In fact, it seems I already knew, deep down, that I felt this way, but I was in denial. Up until then I’d never actually failed at anything and now I was a college dropout. I’d dropped out of school and I couldn’t handle the opinions of all the people who told me I was too smart for that. Or all the people in my class who looked down on me. But it was all bullshit. I was depending on all these expectations and status indicators to define who I was, when the only person I really needed to look to was myself. It’s a cliche of self reliance and self definition, but it’s a cliche because it’s true.

After sitting on the couch and reflecting on my actions from the night before I wrote Frank an apologetic email:

I don’t know what to do or say or how to express how terrible I feel right now. I’m really sorry–and I hate to use that word because it’s so cliche and only seems to mean something but really ends up being a cop-out for people when they intellectually know what they’ve done is wrong but don’t actually regret or feel bad for doing it.

But that’s definitely not how I feel and I really hope you believe me.

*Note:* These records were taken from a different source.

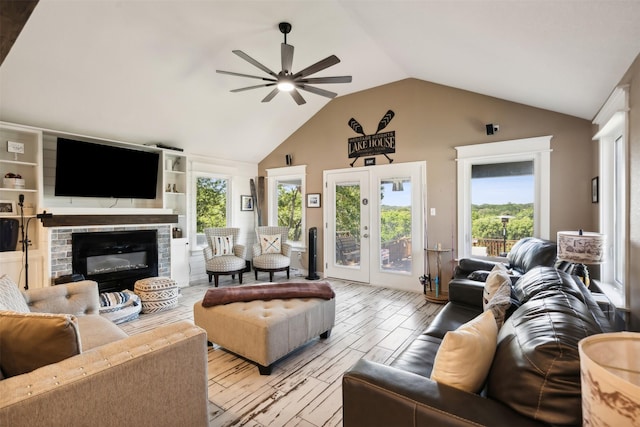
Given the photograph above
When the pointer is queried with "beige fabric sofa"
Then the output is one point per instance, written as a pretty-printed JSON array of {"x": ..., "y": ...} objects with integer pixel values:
[{"x": 156, "y": 378}]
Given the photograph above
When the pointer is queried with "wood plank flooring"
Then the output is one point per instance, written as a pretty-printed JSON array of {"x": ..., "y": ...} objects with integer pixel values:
[{"x": 305, "y": 388}]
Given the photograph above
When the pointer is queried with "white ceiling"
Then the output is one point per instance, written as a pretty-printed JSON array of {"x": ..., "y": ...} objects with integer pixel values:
[{"x": 144, "y": 71}]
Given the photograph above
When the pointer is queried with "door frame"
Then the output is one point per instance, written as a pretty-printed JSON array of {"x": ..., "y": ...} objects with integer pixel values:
[{"x": 405, "y": 281}]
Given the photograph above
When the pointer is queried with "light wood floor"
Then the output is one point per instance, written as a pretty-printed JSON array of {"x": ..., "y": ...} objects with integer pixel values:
[{"x": 305, "y": 388}]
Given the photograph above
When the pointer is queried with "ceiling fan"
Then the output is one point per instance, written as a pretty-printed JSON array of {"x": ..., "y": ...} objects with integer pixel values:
[{"x": 286, "y": 80}]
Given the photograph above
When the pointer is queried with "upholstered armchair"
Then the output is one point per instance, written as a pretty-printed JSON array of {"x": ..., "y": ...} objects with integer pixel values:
[
  {"x": 271, "y": 253},
  {"x": 223, "y": 255}
]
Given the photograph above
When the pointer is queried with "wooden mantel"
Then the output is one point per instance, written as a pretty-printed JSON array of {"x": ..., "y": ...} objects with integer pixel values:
[{"x": 82, "y": 220}]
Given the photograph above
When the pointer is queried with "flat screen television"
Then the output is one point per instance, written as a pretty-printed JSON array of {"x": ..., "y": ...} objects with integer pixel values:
[{"x": 85, "y": 169}]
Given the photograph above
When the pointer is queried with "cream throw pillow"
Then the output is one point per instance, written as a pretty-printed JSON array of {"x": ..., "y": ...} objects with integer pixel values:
[
  {"x": 270, "y": 244},
  {"x": 497, "y": 293},
  {"x": 10, "y": 296},
  {"x": 465, "y": 355},
  {"x": 222, "y": 245},
  {"x": 31, "y": 340}
]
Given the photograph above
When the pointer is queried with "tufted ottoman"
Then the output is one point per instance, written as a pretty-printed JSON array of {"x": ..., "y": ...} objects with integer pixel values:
[
  {"x": 157, "y": 294},
  {"x": 265, "y": 331}
]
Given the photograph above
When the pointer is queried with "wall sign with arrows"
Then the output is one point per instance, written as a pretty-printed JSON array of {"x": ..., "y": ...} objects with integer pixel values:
[{"x": 372, "y": 145}]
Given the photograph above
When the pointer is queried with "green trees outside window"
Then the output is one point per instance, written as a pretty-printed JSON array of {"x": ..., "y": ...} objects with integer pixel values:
[{"x": 211, "y": 203}]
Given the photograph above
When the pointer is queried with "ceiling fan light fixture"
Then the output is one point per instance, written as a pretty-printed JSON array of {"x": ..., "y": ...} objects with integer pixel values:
[{"x": 285, "y": 85}]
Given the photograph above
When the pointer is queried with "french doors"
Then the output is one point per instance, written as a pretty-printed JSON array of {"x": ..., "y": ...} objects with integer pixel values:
[{"x": 374, "y": 224}]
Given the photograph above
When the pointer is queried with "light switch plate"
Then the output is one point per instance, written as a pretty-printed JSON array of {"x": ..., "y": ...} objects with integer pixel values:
[{"x": 15, "y": 147}]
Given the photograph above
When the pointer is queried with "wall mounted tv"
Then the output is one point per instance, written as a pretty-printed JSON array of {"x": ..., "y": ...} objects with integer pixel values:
[{"x": 85, "y": 169}]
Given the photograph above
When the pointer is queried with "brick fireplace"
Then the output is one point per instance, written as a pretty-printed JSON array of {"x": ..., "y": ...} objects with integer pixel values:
[{"x": 61, "y": 246}]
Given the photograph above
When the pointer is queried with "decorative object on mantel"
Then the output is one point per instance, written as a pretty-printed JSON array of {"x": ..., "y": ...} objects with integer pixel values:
[
  {"x": 368, "y": 145},
  {"x": 581, "y": 247},
  {"x": 610, "y": 379}
]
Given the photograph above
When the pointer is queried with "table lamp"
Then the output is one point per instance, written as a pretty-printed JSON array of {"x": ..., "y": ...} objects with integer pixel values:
[
  {"x": 581, "y": 247},
  {"x": 610, "y": 379}
]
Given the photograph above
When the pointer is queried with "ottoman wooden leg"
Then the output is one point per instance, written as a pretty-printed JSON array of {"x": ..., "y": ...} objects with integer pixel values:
[{"x": 264, "y": 370}]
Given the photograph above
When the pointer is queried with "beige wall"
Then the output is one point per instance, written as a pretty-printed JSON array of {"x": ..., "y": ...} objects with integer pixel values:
[
  {"x": 430, "y": 120},
  {"x": 632, "y": 77}
]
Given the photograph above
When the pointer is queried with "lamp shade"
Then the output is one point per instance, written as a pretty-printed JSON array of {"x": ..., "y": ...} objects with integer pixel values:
[
  {"x": 581, "y": 247},
  {"x": 610, "y": 379}
]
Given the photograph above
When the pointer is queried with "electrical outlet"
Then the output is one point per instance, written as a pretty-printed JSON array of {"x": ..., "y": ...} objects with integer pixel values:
[{"x": 15, "y": 147}]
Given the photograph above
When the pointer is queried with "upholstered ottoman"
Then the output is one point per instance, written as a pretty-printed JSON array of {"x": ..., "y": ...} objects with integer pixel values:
[
  {"x": 157, "y": 294},
  {"x": 264, "y": 331}
]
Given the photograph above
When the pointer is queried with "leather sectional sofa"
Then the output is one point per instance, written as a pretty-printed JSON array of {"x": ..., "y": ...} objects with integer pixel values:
[{"x": 534, "y": 378}]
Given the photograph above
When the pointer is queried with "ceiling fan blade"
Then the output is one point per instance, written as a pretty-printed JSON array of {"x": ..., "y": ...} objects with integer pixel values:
[
  {"x": 231, "y": 73},
  {"x": 318, "y": 80},
  {"x": 317, "y": 91},
  {"x": 286, "y": 51},
  {"x": 251, "y": 87},
  {"x": 269, "y": 97},
  {"x": 253, "y": 62},
  {"x": 318, "y": 66},
  {"x": 297, "y": 97}
]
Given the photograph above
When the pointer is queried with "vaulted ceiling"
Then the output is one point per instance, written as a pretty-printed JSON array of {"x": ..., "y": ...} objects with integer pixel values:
[{"x": 145, "y": 71}]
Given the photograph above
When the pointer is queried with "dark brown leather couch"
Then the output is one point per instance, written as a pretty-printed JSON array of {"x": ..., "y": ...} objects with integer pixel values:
[{"x": 534, "y": 379}]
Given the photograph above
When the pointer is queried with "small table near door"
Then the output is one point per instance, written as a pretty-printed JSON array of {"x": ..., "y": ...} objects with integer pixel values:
[{"x": 434, "y": 293}]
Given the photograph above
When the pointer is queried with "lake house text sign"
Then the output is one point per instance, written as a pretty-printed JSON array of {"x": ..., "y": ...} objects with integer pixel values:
[{"x": 371, "y": 145}]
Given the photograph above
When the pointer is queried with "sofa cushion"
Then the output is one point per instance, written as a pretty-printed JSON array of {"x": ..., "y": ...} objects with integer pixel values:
[
  {"x": 418, "y": 357},
  {"x": 531, "y": 252},
  {"x": 540, "y": 282},
  {"x": 536, "y": 368},
  {"x": 10, "y": 296},
  {"x": 96, "y": 331},
  {"x": 465, "y": 355},
  {"x": 31, "y": 340}
]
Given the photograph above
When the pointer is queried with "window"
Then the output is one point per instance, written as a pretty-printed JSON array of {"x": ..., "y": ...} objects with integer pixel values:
[
  {"x": 503, "y": 194},
  {"x": 612, "y": 208},
  {"x": 211, "y": 204},
  {"x": 286, "y": 201}
]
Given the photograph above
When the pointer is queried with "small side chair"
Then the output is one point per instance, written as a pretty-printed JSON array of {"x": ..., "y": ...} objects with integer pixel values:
[
  {"x": 223, "y": 255},
  {"x": 271, "y": 253}
]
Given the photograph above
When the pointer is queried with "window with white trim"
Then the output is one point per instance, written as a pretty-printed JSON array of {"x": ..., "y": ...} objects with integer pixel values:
[
  {"x": 614, "y": 216},
  {"x": 285, "y": 203},
  {"x": 521, "y": 166}
]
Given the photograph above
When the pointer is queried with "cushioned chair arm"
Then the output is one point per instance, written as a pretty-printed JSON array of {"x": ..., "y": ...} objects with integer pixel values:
[
  {"x": 240, "y": 251},
  {"x": 286, "y": 249},
  {"x": 380, "y": 395},
  {"x": 465, "y": 291},
  {"x": 158, "y": 377},
  {"x": 208, "y": 253},
  {"x": 469, "y": 265},
  {"x": 78, "y": 298},
  {"x": 257, "y": 250}
]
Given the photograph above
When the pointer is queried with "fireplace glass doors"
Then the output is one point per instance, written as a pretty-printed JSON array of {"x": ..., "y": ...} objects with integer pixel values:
[{"x": 115, "y": 259}]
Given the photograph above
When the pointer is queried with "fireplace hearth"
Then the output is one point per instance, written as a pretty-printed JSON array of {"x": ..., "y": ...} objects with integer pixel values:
[{"x": 115, "y": 259}]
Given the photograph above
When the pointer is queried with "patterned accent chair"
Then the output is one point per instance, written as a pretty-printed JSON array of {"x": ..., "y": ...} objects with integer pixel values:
[
  {"x": 223, "y": 255},
  {"x": 271, "y": 253}
]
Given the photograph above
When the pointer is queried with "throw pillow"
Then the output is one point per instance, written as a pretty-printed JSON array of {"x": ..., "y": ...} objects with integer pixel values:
[
  {"x": 496, "y": 278},
  {"x": 270, "y": 244},
  {"x": 10, "y": 296},
  {"x": 464, "y": 357},
  {"x": 478, "y": 275},
  {"x": 497, "y": 293},
  {"x": 29, "y": 341},
  {"x": 222, "y": 245}
]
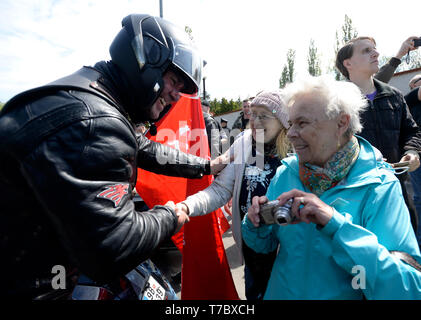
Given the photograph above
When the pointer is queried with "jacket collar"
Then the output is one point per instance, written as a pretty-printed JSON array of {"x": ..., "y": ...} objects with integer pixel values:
[{"x": 364, "y": 171}]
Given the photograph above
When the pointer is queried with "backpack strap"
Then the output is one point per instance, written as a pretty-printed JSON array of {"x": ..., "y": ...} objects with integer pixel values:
[{"x": 405, "y": 257}]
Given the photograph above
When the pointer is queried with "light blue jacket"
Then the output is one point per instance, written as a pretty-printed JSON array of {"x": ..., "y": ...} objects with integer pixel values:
[{"x": 350, "y": 255}]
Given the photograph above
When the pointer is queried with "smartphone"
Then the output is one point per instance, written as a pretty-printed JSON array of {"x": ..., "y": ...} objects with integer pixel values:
[{"x": 400, "y": 164}]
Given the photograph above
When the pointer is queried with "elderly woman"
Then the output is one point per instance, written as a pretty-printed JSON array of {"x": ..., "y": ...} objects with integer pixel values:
[
  {"x": 348, "y": 205},
  {"x": 257, "y": 155}
]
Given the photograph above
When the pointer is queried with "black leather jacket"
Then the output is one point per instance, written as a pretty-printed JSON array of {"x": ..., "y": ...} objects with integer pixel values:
[
  {"x": 68, "y": 161},
  {"x": 388, "y": 124}
]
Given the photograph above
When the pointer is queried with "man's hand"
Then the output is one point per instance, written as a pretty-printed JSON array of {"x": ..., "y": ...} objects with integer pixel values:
[
  {"x": 407, "y": 45},
  {"x": 219, "y": 163},
  {"x": 182, "y": 215},
  {"x": 414, "y": 161}
]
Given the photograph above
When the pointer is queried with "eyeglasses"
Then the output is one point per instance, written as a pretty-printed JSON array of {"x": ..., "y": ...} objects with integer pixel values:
[{"x": 261, "y": 117}]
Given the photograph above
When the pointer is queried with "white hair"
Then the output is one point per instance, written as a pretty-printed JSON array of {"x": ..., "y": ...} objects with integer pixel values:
[{"x": 343, "y": 97}]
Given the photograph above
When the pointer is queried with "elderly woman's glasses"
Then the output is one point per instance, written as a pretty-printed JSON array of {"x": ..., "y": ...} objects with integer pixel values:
[{"x": 261, "y": 117}]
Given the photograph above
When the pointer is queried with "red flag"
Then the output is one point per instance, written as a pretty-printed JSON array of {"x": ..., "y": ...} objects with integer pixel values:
[{"x": 205, "y": 270}]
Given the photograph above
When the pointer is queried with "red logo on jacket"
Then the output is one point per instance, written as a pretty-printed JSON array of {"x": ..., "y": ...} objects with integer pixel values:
[{"x": 115, "y": 193}]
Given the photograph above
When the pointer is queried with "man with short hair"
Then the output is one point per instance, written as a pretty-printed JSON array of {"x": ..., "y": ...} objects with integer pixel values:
[{"x": 387, "y": 122}]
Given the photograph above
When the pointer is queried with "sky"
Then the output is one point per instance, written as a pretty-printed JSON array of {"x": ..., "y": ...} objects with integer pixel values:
[{"x": 243, "y": 42}]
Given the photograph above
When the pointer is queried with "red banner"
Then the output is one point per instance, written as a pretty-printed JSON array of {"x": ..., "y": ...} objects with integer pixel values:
[{"x": 205, "y": 270}]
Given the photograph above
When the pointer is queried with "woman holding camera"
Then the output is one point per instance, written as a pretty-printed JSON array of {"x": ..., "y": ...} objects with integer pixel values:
[
  {"x": 348, "y": 202},
  {"x": 257, "y": 154}
]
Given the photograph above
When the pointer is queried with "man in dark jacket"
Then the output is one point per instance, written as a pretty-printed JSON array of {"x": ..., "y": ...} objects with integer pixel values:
[
  {"x": 243, "y": 119},
  {"x": 413, "y": 99},
  {"x": 387, "y": 122},
  {"x": 69, "y": 158}
]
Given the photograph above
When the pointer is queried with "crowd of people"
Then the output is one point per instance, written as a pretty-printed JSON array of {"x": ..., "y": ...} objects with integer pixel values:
[{"x": 328, "y": 152}]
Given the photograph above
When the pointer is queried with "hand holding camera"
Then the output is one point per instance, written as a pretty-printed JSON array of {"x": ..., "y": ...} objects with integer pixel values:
[{"x": 292, "y": 207}]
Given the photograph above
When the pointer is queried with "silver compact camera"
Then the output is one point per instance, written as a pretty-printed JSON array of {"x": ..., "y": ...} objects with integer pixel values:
[{"x": 271, "y": 213}]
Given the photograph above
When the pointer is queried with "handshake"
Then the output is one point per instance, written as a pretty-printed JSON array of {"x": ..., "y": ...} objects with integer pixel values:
[{"x": 182, "y": 213}]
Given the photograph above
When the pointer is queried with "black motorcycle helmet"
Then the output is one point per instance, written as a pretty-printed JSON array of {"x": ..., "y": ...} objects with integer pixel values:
[{"x": 144, "y": 49}]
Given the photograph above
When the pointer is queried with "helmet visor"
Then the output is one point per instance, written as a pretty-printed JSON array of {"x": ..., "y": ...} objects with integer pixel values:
[{"x": 188, "y": 61}]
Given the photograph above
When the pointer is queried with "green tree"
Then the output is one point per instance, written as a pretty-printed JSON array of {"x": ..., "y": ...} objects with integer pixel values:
[
  {"x": 313, "y": 60},
  {"x": 288, "y": 72},
  {"x": 348, "y": 32}
]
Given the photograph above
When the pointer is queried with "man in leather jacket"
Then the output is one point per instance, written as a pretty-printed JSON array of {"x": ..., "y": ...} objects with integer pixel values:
[
  {"x": 387, "y": 123},
  {"x": 69, "y": 158}
]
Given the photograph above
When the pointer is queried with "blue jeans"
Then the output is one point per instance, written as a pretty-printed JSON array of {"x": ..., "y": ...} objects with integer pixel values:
[{"x": 416, "y": 186}]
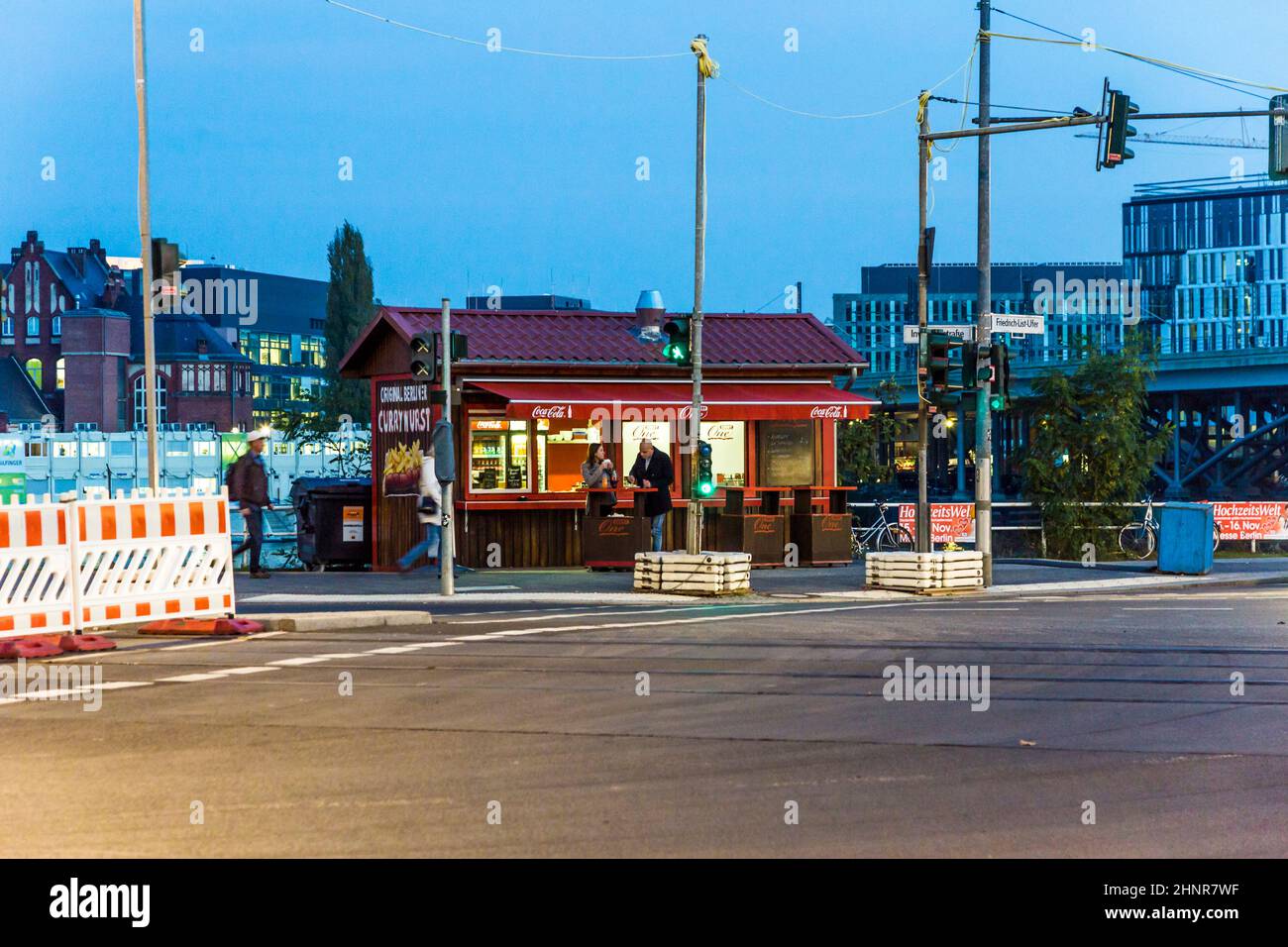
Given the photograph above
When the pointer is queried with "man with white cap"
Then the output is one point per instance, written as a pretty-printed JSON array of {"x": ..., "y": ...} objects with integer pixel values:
[{"x": 248, "y": 486}]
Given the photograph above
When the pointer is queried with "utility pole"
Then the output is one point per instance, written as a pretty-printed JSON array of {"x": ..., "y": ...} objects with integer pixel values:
[
  {"x": 922, "y": 279},
  {"x": 446, "y": 545},
  {"x": 694, "y": 534},
  {"x": 150, "y": 355},
  {"x": 984, "y": 305}
]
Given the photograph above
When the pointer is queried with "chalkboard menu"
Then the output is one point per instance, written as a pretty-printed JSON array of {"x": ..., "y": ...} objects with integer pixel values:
[{"x": 785, "y": 454}]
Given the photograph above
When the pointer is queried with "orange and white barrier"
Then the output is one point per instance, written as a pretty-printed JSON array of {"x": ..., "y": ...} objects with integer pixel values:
[
  {"x": 35, "y": 595},
  {"x": 107, "y": 561}
]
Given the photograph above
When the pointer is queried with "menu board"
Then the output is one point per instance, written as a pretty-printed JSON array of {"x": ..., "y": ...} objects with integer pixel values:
[{"x": 785, "y": 454}]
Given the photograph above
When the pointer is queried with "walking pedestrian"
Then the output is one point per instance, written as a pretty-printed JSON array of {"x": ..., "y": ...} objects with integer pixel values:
[
  {"x": 597, "y": 474},
  {"x": 430, "y": 512},
  {"x": 653, "y": 468},
  {"x": 248, "y": 486}
]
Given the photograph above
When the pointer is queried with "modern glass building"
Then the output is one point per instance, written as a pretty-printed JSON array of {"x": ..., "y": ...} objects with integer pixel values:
[
  {"x": 1076, "y": 298},
  {"x": 1210, "y": 256}
]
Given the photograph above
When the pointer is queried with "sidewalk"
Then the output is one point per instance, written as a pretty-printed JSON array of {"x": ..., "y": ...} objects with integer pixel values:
[{"x": 297, "y": 592}]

I feel like I’m chasing a ghost that I’ve caught glimpses of but still don’t believe it’s real. Except ghosts cannot be captured. And I know I have a problem and every once in a while I start to believe it’s gone but then it re-appears. I know I should get help, but somehow that seems to be the hardest part.

What happened last night should never have happened.

The flame had trailed back to the can for the first time in my life and I glimpsed how foolish my sense of control was. I vowed to myself that I’d relax for the rest of the summer and I looked forward to getting away to Binghamton in a couple months. It wouldn’t be far from home, and it wouldn’t be luxurious, but it would grant me a break, some freedom. What the fuck did I want out of life? Was I happy with what I’d done and been so far? What changes did I want to make?

I’d finally have some space to formulate some sort of answers about my life up until then.